Many years ago, Jim Gray was conducting a talk at Stanford I attended, whereby he outlined the challenges in processing the huge datasets accumulated in scientific fields like astronomy, cosmology and medicine.
In those days, the greatest concerns were: 1) cleaning the data sets and 2) transporting the data sets. The processing of these data sets, surprisingly, was of little concern. Data manipulation was processor-limited and modeling tools were few. Hence, success was dependent on the skill of the researchers to delve through the results for meaning.
Jim lived in a world of specialized expensive hardware platforms for stylized processing, painstaking manual cleaning of data, and elaborate databases to manipulate and store information. As such, large academic projects were beholden to the generosity of a few large corporations. This, to say the least, meant that any research project requiring large resources would likely languish.

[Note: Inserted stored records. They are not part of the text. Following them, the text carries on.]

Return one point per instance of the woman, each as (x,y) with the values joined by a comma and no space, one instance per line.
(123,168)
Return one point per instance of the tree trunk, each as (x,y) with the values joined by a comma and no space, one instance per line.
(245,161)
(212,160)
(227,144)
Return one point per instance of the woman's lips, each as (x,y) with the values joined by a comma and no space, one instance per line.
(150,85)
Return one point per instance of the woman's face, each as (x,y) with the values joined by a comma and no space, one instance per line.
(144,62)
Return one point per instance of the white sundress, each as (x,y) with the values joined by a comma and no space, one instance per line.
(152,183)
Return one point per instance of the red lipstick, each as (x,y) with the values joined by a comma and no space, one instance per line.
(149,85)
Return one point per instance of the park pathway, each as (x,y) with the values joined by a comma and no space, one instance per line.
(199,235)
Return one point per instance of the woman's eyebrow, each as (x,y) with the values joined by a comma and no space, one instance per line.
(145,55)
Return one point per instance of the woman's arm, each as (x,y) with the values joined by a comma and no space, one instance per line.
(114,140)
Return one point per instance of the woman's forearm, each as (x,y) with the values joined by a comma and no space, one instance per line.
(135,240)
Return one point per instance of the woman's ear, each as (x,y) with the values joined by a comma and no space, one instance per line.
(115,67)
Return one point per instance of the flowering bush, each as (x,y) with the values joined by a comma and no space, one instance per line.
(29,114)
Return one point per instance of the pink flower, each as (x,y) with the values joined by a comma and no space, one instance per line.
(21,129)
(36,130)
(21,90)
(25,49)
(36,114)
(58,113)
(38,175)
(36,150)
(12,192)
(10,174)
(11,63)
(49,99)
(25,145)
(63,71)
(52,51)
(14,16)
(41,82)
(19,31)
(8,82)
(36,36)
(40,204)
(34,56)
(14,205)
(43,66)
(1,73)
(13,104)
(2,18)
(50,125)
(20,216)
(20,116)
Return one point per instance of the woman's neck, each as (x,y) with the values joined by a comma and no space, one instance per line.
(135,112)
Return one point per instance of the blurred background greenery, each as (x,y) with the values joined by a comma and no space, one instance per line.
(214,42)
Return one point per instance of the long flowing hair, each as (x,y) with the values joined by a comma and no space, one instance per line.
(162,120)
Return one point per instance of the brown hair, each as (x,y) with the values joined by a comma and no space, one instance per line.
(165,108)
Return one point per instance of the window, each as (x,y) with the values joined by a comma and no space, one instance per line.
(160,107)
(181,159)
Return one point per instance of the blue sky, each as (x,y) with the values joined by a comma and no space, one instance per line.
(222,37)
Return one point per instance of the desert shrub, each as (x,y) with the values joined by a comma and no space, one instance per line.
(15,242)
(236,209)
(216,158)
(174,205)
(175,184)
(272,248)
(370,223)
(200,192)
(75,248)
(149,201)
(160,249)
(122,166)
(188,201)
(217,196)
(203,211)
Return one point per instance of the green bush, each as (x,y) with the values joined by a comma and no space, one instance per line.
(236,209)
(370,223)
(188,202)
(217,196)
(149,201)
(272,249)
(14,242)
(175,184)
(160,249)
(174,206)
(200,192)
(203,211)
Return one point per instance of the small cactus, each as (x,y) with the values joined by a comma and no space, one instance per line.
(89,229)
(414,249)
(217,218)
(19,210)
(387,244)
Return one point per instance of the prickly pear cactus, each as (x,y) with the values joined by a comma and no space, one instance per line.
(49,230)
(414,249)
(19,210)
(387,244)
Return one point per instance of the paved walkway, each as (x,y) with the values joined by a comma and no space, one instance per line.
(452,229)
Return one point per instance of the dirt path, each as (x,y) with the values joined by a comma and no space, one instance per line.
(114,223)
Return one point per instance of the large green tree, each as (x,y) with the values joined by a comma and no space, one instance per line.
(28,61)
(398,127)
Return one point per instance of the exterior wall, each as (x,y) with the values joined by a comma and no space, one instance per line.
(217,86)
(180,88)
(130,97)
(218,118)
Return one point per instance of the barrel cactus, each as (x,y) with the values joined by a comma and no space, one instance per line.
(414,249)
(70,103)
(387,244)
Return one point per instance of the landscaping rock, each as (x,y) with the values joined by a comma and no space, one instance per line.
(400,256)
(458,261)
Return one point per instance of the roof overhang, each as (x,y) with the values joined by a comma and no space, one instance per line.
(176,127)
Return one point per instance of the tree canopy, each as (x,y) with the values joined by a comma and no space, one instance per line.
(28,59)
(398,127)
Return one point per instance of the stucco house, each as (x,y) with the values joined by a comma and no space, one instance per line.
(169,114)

In the decades since Jim first broached the huge data set problem (and twelve years after his passing), the open source disruption that started with operating systems (of which I was a part) and new languages spawned in turn the creation of data tools, processing technologies and methods that Jim, a corporate enterprise technologist, could not have imagined. Beginning with open source projects like Hadoop and Spark (originally from UC Berkeley, just like 386BSD), on demand databases and tools can provide (relatively speaking) economical and efficient capabilities. And one of the biggest of big data projects ever recently demonstrated that success.